Humans and their societies have, after all, been around for only a few tens of thousands of years.  During this time, human social organizations have passed from small wandering bands influenced by evolutionary kin and group selection processes to produce various social systems, ranging from more or less functional democracies, pseudo-democracies (including our own growing plutocracy), dictatorships, some religion-based, and totalitarian police states.  Whether humans have a long term future (compared to the millions of years that dinosaurs dominated life on Earth) remains to be seen – although we can be reasonably sure that the Earth, and many of its non-human inhabitants, will continue to exist and evolve for millions to billions of years, at least until the Sun explodes. 
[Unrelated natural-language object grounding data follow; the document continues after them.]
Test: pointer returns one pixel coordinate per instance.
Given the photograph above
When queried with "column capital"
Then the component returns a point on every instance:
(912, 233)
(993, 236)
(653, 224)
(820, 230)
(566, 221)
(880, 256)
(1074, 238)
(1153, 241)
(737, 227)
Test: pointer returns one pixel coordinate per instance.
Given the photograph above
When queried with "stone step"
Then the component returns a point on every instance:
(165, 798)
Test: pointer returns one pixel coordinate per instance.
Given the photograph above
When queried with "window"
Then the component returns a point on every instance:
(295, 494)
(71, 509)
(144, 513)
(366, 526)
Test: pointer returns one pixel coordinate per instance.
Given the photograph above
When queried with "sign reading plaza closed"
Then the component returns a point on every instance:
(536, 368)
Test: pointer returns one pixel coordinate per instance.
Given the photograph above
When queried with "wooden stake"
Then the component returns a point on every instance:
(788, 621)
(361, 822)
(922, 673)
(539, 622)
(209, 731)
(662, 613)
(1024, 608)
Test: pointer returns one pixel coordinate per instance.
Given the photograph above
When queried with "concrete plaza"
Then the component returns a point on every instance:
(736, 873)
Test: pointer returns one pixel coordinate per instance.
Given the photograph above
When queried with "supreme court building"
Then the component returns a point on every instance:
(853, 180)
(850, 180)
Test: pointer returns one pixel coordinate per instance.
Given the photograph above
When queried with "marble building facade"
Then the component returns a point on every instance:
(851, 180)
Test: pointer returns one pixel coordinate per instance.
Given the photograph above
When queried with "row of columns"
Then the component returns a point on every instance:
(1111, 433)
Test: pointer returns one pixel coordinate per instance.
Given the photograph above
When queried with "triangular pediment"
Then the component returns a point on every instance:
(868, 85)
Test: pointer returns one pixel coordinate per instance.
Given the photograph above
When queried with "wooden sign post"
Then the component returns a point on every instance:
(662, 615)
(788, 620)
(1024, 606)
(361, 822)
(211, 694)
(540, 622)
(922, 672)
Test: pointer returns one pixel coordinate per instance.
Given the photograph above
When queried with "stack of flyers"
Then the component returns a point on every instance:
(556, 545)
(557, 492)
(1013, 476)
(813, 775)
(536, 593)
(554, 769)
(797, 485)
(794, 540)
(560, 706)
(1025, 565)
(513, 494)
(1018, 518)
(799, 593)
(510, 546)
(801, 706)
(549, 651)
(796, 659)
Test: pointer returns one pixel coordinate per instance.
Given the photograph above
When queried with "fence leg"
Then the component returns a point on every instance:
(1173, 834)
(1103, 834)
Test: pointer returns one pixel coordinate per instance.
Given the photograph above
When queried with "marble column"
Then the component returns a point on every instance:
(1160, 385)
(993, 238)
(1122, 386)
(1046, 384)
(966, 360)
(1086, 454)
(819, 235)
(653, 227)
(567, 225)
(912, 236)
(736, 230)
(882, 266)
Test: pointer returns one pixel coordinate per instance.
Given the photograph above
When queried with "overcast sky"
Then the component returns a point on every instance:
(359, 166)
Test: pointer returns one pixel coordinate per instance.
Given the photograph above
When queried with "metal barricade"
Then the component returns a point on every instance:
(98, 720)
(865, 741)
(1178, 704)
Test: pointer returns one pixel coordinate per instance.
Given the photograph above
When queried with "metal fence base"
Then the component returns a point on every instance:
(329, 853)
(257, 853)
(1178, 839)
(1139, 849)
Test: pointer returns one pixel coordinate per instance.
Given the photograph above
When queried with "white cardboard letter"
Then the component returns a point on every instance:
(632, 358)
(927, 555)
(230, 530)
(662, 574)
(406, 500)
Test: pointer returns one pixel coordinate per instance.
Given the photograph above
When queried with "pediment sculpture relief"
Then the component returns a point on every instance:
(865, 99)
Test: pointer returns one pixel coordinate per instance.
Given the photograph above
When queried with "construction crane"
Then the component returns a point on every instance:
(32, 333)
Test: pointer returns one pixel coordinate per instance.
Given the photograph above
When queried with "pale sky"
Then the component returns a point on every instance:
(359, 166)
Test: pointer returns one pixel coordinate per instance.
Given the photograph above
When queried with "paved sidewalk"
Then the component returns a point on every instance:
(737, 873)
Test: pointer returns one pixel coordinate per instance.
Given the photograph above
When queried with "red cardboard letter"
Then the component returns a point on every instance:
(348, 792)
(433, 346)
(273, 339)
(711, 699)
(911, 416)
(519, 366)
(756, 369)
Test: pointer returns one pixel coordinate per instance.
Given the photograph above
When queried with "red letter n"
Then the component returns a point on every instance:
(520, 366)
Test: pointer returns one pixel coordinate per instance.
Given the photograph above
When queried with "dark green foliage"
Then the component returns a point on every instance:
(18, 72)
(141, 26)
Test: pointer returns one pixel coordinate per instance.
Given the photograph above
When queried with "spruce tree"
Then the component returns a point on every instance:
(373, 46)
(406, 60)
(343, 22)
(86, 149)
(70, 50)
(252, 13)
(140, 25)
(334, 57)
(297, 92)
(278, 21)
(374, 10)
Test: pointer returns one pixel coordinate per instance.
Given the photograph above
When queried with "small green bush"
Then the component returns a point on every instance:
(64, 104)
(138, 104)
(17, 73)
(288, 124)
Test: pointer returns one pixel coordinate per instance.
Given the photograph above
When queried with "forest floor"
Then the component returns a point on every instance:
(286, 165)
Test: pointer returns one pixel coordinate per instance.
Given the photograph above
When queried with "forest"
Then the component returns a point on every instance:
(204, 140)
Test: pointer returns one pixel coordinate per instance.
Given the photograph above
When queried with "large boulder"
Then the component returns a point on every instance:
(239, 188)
So how do we teach scientific conclusions and their empirical foundations, which combine to argue that science represents how the world really works, without upsetting the most religiously and politically fanatical among us?  Those who most vehemently reject scientific thinking because they are the most threatened by its apparently unavoidable implications. The answer is open to debate, but to my mind it involves teaching students (and encouraging the public) to distinguish empirically-based, and so inherently limited observations and the logical, coherent, and testable scientific models they give rise to from unquestionable TRUTH- and revelation-based belief systems. Perhaps we need to focus explicitly on the value of science rather than its “Truth”. To reinforce what science is ultimately for; what justifies society’s support for it, namely to help reduce human suffering and (where it makes sense) to enhance the human experience, goals anchored in the perhaps logically unjustifiable, but nevertheless essential acceptance of the inherent value of each person.   

  1. Apologies to “Good Omens”
  2. For example, “We hold these truths to be self-evident, that all men are created equal, that they are endowed by their creator with certain unalienable rights, that among these are life, liberty and the pursuit of happiness.”